Sous couvert de concertation, l’État tente une fois de plus de cadrer les finances locales sans en assumer pleinement les conséquences politiques. Les 26 et 27 mai prochains, à l’hôtel de Roquelaure à Paris, quatre groupes de travail doivent, selon le gouvernement, permettre d’« approfondir les discussions » sur la future loi de finances 2026 et « définir ensemble » les mesures à prendre. En réalité, les propositions mises sur la table dessinent une trajectoire déjà bien balisée : celle d’un nouveau tour de vis budgétaire pour les collectivités.
Une visibilité… contre des engagements
Parmi les sujets abordés : la prévisibilité pluriannuelle des recettes. Un chantier réclamé de longue date par les élus, et sur lequel Intercommunalités de France, entre autres, a beaucoup insisté. Le gouvernement y répond, mais en fixant ses conditions : une meilleure visibilité serait accordée aux collectivités… en échange de leur participation à la réduction du déficit public national. Derrière cette logique de « contractualisation financière », les élus reconnaîtront sans peine la réactivation des mécanismes de contrainte déjà à l’œuvre depuis plusieurs années.
Le terme « autonomie fiscale » est soigneusement évité au profit d’un vocabulaire plus technocratique : on parle désormais de « pilotabilité » des recettes. Autant de concepts qui confirment que l’État n’entend pas redonner aux collectivités la liberté budgétaire qu’il leur a retirée peu à peu.
Des pistes inquiétantes
Parmi les autres sujets abordés figurent des propositions qui, sans surprise, suscitent de vives inquiétudes. L’examen du scénario d’une « année blanche » en fonctionnement, par exemple, traduit une volonté de bloquer temporairement l’évolution des dépenses locales.
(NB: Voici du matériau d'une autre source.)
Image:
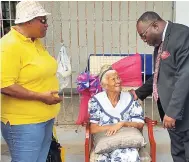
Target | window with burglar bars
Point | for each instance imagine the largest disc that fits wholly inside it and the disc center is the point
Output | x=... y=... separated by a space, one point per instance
x=7 y=15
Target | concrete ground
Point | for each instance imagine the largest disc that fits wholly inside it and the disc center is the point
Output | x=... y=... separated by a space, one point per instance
x=72 y=139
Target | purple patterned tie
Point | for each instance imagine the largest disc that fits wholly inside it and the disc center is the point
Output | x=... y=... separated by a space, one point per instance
x=155 y=90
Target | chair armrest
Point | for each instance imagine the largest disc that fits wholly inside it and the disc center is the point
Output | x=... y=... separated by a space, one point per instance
x=150 y=124
x=87 y=143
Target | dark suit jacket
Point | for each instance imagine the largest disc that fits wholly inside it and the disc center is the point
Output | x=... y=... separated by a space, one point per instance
x=173 y=80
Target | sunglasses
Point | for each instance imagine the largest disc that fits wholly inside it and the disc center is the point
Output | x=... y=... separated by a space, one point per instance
x=43 y=21
x=143 y=35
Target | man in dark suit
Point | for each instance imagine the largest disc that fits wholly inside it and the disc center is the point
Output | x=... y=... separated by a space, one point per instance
x=170 y=82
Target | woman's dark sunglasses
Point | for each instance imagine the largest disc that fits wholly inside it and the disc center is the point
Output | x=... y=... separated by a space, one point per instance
x=43 y=21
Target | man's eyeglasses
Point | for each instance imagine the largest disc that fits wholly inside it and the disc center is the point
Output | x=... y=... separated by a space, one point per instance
x=43 y=21
x=143 y=35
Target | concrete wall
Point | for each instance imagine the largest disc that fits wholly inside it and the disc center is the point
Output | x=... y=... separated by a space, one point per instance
x=182 y=12
x=98 y=27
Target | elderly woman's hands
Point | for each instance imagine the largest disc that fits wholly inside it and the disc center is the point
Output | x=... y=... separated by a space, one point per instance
x=114 y=128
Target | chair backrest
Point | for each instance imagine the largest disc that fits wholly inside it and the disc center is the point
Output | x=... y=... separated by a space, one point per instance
x=95 y=62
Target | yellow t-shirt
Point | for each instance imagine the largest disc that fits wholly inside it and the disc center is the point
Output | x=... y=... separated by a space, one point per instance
x=27 y=63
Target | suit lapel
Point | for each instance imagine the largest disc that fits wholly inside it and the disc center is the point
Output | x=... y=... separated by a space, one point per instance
x=168 y=31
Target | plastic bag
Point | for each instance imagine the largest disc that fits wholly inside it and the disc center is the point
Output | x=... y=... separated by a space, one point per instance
x=54 y=154
x=64 y=68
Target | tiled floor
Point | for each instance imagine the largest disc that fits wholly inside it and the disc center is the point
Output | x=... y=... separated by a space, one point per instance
x=72 y=138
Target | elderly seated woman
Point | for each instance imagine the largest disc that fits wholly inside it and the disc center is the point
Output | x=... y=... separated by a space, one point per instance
x=111 y=110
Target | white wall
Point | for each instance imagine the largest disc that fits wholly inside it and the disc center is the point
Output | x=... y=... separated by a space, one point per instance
x=182 y=12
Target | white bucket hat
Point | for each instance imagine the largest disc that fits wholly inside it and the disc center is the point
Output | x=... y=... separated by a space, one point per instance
x=28 y=10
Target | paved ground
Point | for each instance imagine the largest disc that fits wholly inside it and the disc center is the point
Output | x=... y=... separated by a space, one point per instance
x=72 y=138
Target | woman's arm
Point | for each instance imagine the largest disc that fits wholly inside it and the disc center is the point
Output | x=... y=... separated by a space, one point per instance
x=20 y=92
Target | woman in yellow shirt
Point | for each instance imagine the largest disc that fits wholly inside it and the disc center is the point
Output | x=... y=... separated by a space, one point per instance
x=28 y=86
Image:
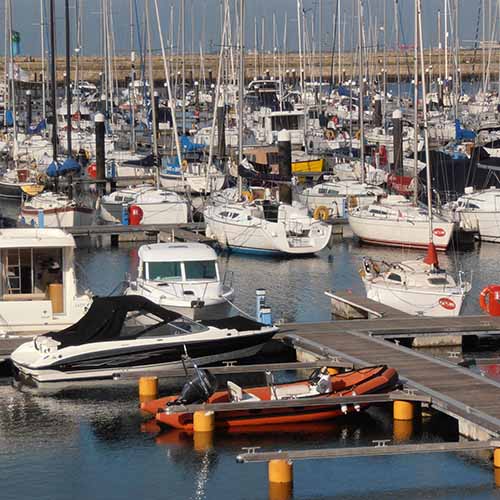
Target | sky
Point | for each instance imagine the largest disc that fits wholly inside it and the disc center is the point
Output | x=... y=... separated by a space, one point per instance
x=204 y=15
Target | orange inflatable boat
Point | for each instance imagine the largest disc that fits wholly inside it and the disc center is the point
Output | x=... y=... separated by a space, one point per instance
x=322 y=383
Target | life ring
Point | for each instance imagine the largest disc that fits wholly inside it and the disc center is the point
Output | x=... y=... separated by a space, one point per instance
x=329 y=134
x=321 y=213
x=247 y=195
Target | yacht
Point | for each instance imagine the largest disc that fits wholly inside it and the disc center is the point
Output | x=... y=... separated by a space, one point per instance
x=183 y=277
x=266 y=227
x=112 y=339
x=158 y=205
x=395 y=221
x=481 y=210
x=37 y=285
x=55 y=210
x=417 y=287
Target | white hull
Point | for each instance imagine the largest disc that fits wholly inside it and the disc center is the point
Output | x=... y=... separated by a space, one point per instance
x=192 y=183
x=416 y=302
x=42 y=376
x=60 y=218
x=400 y=232
x=264 y=237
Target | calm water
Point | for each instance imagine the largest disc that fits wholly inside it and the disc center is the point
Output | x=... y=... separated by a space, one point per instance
x=94 y=443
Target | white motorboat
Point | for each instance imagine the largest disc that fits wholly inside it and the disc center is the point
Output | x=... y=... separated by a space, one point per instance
x=111 y=339
x=37 y=285
x=395 y=221
x=183 y=277
x=336 y=195
x=417 y=287
x=192 y=177
x=481 y=210
x=158 y=205
x=266 y=227
x=50 y=209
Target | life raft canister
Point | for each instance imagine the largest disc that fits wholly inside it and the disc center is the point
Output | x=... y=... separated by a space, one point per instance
x=489 y=300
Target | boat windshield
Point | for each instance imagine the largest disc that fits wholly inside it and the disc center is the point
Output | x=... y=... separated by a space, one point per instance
x=201 y=270
x=164 y=271
x=180 y=326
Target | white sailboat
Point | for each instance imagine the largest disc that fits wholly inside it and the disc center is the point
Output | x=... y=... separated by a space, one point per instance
x=418 y=286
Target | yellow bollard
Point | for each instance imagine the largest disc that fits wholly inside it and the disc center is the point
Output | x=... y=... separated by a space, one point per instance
x=496 y=458
x=148 y=387
x=402 y=430
x=280 y=491
x=203 y=421
x=280 y=471
x=203 y=441
x=403 y=410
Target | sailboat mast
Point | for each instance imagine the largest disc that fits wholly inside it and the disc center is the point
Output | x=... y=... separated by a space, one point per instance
x=53 y=79
x=241 y=92
x=152 y=96
x=42 y=47
x=68 y=78
x=361 y=92
x=424 y=108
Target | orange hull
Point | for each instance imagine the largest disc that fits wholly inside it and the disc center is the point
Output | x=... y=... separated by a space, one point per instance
x=364 y=381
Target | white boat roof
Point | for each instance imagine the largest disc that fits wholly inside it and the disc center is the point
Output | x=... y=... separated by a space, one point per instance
x=176 y=252
x=35 y=238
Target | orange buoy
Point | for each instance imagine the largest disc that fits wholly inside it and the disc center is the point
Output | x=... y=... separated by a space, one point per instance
x=489 y=300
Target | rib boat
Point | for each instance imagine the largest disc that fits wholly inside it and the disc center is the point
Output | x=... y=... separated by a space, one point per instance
x=113 y=338
x=323 y=383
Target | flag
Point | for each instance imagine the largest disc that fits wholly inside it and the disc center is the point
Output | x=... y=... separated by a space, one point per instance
x=16 y=43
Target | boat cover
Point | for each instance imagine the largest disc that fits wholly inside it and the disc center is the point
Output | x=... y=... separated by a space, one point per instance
x=104 y=320
x=239 y=323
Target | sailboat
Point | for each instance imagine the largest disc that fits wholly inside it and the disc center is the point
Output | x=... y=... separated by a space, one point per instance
x=419 y=286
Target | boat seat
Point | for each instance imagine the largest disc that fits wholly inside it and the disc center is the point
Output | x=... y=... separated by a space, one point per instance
x=236 y=393
x=11 y=297
x=291 y=391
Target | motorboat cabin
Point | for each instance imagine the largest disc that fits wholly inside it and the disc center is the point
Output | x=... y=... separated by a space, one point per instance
x=183 y=277
x=38 y=286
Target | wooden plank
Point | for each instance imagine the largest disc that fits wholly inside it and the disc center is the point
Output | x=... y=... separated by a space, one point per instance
x=367 y=451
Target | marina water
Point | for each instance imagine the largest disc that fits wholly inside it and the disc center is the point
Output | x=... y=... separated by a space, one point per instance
x=94 y=442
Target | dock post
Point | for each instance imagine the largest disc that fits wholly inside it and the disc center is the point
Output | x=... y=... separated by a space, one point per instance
x=403 y=410
x=29 y=108
x=100 y=155
x=280 y=473
x=377 y=111
x=285 y=166
x=397 y=124
x=148 y=388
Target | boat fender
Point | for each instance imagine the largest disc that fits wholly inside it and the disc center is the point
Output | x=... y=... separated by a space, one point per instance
x=329 y=134
x=321 y=213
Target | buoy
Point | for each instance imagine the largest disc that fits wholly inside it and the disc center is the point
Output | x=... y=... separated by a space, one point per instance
x=321 y=213
x=203 y=421
x=402 y=430
x=280 y=471
x=489 y=300
x=403 y=410
x=148 y=387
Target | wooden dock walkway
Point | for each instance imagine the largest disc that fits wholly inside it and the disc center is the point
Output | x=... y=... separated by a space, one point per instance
x=454 y=390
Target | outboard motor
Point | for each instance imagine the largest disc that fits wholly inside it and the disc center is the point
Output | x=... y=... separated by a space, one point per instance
x=198 y=389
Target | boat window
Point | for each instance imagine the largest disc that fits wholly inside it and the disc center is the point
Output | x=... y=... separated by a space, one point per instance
x=180 y=326
x=163 y=271
x=202 y=270
x=394 y=277
x=437 y=281
x=29 y=272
Autant dire une gifle pour les élus qui font déjà face à des hausses de charges imposées.
Sur la masse salariale, autre terrain sensible, le gouvernement suggère de profiter des départs en retraite à venir pour réduire les effectifs. Une logique purement comptable, bien éloignée de la réalité du service public local, où les besoins humains ne cessent de croître, notamment dans les communes et les intercommunalités.
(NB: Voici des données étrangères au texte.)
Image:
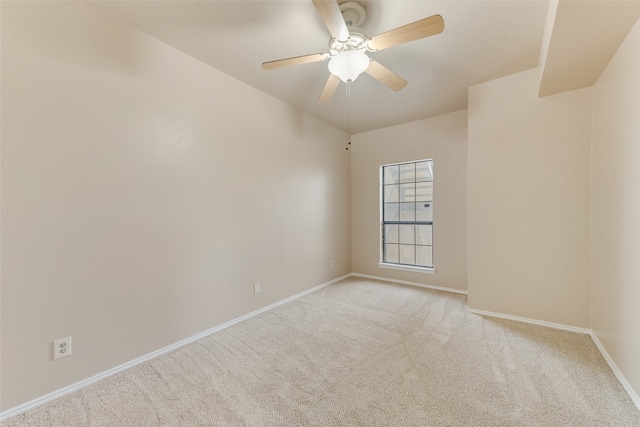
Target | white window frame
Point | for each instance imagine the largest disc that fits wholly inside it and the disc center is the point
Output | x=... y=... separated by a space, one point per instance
x=400 y=266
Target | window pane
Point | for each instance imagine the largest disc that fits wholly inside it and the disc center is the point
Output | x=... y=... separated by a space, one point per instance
x=424 y=171
x=391 y=254
x=424 y=211
x=407 y=234
x=390 y=193
x=390 y=211
x=391 y=174
x=407 y=211
x=424 y=235
x=407 y=254
x=424 y=191
x=408 y=172
x=424 y=256
x=391 y=233
x=408 y=192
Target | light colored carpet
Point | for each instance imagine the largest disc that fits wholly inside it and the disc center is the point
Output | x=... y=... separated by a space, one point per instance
x=361 y=353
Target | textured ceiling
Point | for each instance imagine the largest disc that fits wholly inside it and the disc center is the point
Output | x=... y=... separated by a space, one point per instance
x=482 y=40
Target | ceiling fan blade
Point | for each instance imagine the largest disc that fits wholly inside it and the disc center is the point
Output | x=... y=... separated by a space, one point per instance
x=416 y=30
x=332 y=16
x=385 y=76
x=288 y=62
x=329 y=88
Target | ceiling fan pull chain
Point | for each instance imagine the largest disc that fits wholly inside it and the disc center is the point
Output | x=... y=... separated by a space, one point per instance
x=348 y=114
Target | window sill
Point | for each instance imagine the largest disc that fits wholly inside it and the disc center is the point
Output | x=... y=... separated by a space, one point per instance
x=425 y=270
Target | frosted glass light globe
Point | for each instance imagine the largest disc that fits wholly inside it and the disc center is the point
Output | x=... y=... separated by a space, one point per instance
x=348 y=65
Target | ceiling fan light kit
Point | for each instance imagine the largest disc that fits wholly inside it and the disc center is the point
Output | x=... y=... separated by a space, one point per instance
x=348 y=65
x=348 y=45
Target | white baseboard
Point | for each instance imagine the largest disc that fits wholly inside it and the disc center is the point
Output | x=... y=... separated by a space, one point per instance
x=623 y=381
x=91 y=380
x=528 y=320
x=404 y=282
x=625 y=384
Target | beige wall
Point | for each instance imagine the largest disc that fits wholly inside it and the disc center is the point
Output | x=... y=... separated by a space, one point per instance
x=143 y=193
x=615 y=209
x=528 y=200
x=443 y=138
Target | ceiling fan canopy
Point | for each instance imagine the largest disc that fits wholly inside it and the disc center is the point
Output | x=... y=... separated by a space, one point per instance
x=348 y=46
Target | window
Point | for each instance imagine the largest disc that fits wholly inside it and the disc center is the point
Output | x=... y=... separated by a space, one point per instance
x=407 y=215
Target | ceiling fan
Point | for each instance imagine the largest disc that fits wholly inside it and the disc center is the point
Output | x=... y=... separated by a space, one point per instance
x=348 y=46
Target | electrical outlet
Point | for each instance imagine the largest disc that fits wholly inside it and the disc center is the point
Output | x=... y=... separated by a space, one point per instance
x=61 y=348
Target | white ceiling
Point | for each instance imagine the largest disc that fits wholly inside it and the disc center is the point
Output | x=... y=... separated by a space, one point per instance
x=482 y=40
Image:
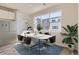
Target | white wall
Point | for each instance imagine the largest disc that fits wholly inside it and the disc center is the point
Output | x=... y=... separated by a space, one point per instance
x=21 y=22
x=7 y=33
x=69 y=17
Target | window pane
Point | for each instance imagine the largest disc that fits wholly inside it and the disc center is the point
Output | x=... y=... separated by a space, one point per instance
x=46 y=16
x=55 y=14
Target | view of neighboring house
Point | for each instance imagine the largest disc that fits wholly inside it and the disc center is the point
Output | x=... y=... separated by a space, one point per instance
x=38 y=29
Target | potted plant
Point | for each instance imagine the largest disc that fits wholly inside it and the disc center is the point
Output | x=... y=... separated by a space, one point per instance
x=39 y=27
x=70 y=35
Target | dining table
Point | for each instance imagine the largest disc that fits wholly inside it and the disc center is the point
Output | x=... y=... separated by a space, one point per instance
x=36 y=36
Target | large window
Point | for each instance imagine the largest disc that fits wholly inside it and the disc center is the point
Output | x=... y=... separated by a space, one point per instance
x=50 y=21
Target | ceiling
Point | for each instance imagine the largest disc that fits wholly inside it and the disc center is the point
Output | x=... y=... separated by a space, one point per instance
x=28 y=8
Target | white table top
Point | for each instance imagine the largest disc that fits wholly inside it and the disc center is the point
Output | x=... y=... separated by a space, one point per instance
x=38 y=36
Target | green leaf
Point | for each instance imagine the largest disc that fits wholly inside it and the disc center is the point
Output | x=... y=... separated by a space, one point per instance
x=65 y=29
x=76 y=40
x=65 y=34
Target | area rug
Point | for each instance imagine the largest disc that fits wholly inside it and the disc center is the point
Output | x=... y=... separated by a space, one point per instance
x=39 y=49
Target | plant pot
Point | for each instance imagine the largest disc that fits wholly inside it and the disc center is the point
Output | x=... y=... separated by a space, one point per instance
x=71 y=46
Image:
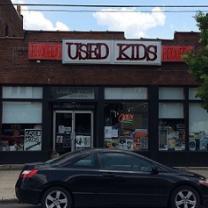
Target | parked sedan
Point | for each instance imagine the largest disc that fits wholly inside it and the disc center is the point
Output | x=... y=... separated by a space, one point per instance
x=102 y=178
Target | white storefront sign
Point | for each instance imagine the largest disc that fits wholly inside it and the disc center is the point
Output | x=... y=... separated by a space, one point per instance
x=111 y=52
La situation critique des départements
Le dernier groupe de travail est consacré aux départements. Si le gouvernement reconnaît leur fragilité croissante, notamment sur le champ social, il oublie de rappeler que certaines tensions budgétaires sont aussi le fruit de choix politiques récents. Avant d’envisager de nouveaux mécanismes de solidarité ou de mise en réserve, encore faudrait-il clarifier les responsabilités de chacun. Sans remise à plat du financement des compétences sociales, la concertation annoncée risque de rester au niveau des ajustements techniques.
Une vigilance collective nécessaire
Les réunions prévues la semaine prochaines ne seront qu’un premier round. Une seconde série de rencontres est déjà annoncée pour les 18 et 19 juin, avant une conférence financière des territoires prévue en juillet. Ce calendrier resserré impose à tous les élus de rester particulièrement vigilants.
Sous couvert de dialogue, c’est bien une politique d’encadrement budgétaire qui se met en place. Et c’est au nom de l’équilibre national que l’on demande aux territoires de renoncer à ce qui fonde leur capacité d’action. Il ne faudra pas se contenter d’être associés : il faudra peser.